As the countries neighboring Iraq and Syria have been flooded with refugees, Europe too is becoming a destination. In July and August 110,000 refugees from the Syrian civil war have made the exhausting 2000-mile journey into Europe, hoping to find safety and work. More than 2,600 migrants have drowned trying to reach Greece or Italy. Some have suffocated in locked trucks abandoned by murderous smugglers who take their money and then leave them to die. Tens of thousands have been turned back by police at the borders of Europe, often herded into camps with little food, shelter or sanitation, sometimes forced to camp out at bus and rail stations because there is no other place to go. Hungarian police recently attacked a crowd of several thousand refugees at the border, including many women and children, with clubs, tear gas and water cannons. Governments are building razor wire fences to seal the borders.
To justify their inhuman treatment of refugees the European governments claim that the refugees are a threat to their countries’ economies, and to their populations. The politicians use this scaremongering to divert attention from their own policies over the recent years that have slashed budgets, cut social services, led to massive layoffs and increasing unemployment.
Behind the civil wars in the Middle East, which drive the refugee crisis, lie the efforts of the U.S. to control this oil-rich region. The 2003 U.S. invasion of Iraq and the years of war that followed has led to a civil war. And following the Arab Spring, the Syrian population began to revolt against the government of Bashar Al-Assad, and this fighting eventually led to a civil war there. ISIS, at the moment the most powerful and brutal contender for power in Syria and Iraq, grew out of the U.S. war in Iraq.
The U.S. strategy in Iraq has been one of divide and conquer. In Iraq the U.S. government played Kurdish, Sunni, and Shi’a populations off one another. By 2005, this policy resulted in a sectarian civil war, raging ever since. And throughout this civil war, the U.S. has continued to arm and fund all sides, trying to maintain a regime that would carry out its interests in the region. In response, many of the militia’s fighters turned against the U.S. and formed ISIS together with other anti-U.S. militias in Iraq and Syria. And now the U.S. has sent military units and aircraft to try suppress ISIS, only intensifying the civil wars in Iraq and Syria.

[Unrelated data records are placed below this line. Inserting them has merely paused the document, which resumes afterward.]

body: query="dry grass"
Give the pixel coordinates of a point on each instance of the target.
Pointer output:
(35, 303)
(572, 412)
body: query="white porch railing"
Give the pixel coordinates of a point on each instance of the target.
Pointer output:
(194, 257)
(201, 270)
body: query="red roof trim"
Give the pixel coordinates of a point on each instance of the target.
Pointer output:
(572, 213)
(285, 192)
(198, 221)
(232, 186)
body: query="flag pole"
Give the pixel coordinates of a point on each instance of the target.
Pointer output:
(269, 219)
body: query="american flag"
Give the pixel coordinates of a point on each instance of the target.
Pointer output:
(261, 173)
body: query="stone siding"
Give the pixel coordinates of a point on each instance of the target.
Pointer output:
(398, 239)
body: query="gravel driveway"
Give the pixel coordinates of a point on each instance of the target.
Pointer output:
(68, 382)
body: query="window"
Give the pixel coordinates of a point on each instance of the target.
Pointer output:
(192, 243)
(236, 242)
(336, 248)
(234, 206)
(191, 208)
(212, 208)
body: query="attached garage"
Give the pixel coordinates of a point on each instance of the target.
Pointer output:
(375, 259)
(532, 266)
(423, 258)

Recently the Obama administration has pledged to allow an extra 15,000 refugees into the country next year. This is a slap in the face to refugees. It has been the ruthless policies of the U.S. to dominate the region that have led to these civil wars. Millions of people have been killed and displaced, countries ripped apart. And this is supposed to be seen as assistance to the refugees of the region?
These devastating wars are just tools for U.S. corporations to hang on to control over the Middle East oil. And in general, in an economic system that seeks profit at all costs, war and devastation are just necessary tools to exploit working people and dominate resources all over the globe.
Refugees have every right to flee their conditions and seek more livable situations. They’re fighting for survival against a system that has destroyed their lives. It is an economic system that is against the vast majority of people on the planet. Refugees should be welcomed to all countries – their crisis is our crisis.